Giocare come Predator, invece, ci trasformava in un cacciatore agile e letale, un maestro del terrore che giocava con le sue prede. Per non parlare della campagna Alien. Partire come un piccolo Facehugger, alla disperata ricerca di un ospite, per poi crescere in un Chestburster e infine diventare un agile e letale Xenomorfo capace di correre sui muri e fare a pezzi i nemici, era un'esperienza ludica senza precedenti. Aliens vs Predator 2 è stato forse il miglior adattamento videoludico di questo universo, un gioco che comprendeva l'essenza di ogni specie e la traduceva in meccaniche di gioco uniche e terrificanti. Eppure, oggi, al di fuori della sua nicchia di fedelissimi, il suo nome viene pronunciato troppo di rado.
Black & White
In un'era che era comunque praticamente dominata dagli action-game, un titolo sfidava ogni classificazione, un'opera tanto ambiziosa quanto il suo creatore, il visionario Peter Molyneux (almeno prima che impazzisse totalmente). Black & White (2001) non era un gioco, era un'esperienza divina. Ci metteva letteralmente nei panni di un dio, con il potere di plasmare il mondo e le vite dei suoi abitanti. Ma il cuore pulsante del gioco era la nostra Creatura, un animale titanico che fungeva da nostra estensione nel mondo. Potevamo educarla ad essere buona e compassionevole, accarezzandola e insegnandole a compiere miracoli per i villaggi, o trasformarla in un demone di distruzione, nutrendola di abitanti e premiando la sua ferocia.

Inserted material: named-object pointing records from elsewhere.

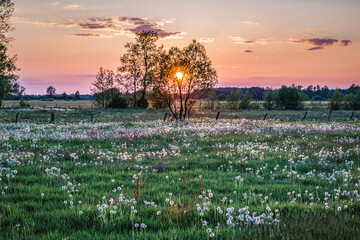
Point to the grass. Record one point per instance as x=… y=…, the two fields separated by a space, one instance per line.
x=130 y=175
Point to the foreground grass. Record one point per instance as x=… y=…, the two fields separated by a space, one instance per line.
x=142 y=178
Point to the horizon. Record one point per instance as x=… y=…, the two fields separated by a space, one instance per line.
x=250 y=43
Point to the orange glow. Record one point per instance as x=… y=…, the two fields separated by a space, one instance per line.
x=179 y=75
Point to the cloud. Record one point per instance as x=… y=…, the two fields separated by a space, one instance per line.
x=315 y=48
x=206 y=40
x=240 y=40
x=345 y=42
x=89 y=35
x=321 y=43
x=250 y=23
x=53 y=3
x=262 y=41
x=73 y=7
x=126 y=25
x=317 y=41
x=115 y=25
x=34 y=21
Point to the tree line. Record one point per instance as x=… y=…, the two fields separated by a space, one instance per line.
x=150 y=74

Questa interazione, basata su un'intelligenza artificiale sorprendentemente avanzata per l'epoca, creava un legame emotivo profondo tra il giocatore e il suo avatar. Vedere la propria scimmia gigante imparare a innaffiare i campi o, al contrario, lanciare massi infuocati per puro sadismo, era la conseguenza diretta delle nostre scelte morali. Black & White era un "god game" con un'anima, un esperimento filosofico sulla natura del bene e del male che, nonostante qualche difetto di gameplay, rimane una delle esperienze più originali e coraggiose mai concepite per PC.
Unreal 2
Mentre Molyneux ci elevava a divinità, altri sviluppatori ci riportavano bruscamente sulla terra, o meglio, su pianeti alieni ostili. Unreal 2: The Awakening (2003) ebbe il difficile compito di succedere a un mostro sacro che aveva rivoluzionato la grafica 3D. Se il primo Unreal era un viaggio solitario e quasi metafisico, il suo seguito scelse una strada più strutturata e cinematografica. Nei panni del maresciallo John Dalton, viaggiavamo da un pianeta all'altro a bordo dell'astronave Atlantis, assemblando un equipaggio eterogeneo e affrontando missioni spettacolari. Pur non raggiungendo le vette innovative del suo predecessore, Unreal " era un'avventura fantascientifica solida e visivamente sbalorditiva per l'epoca.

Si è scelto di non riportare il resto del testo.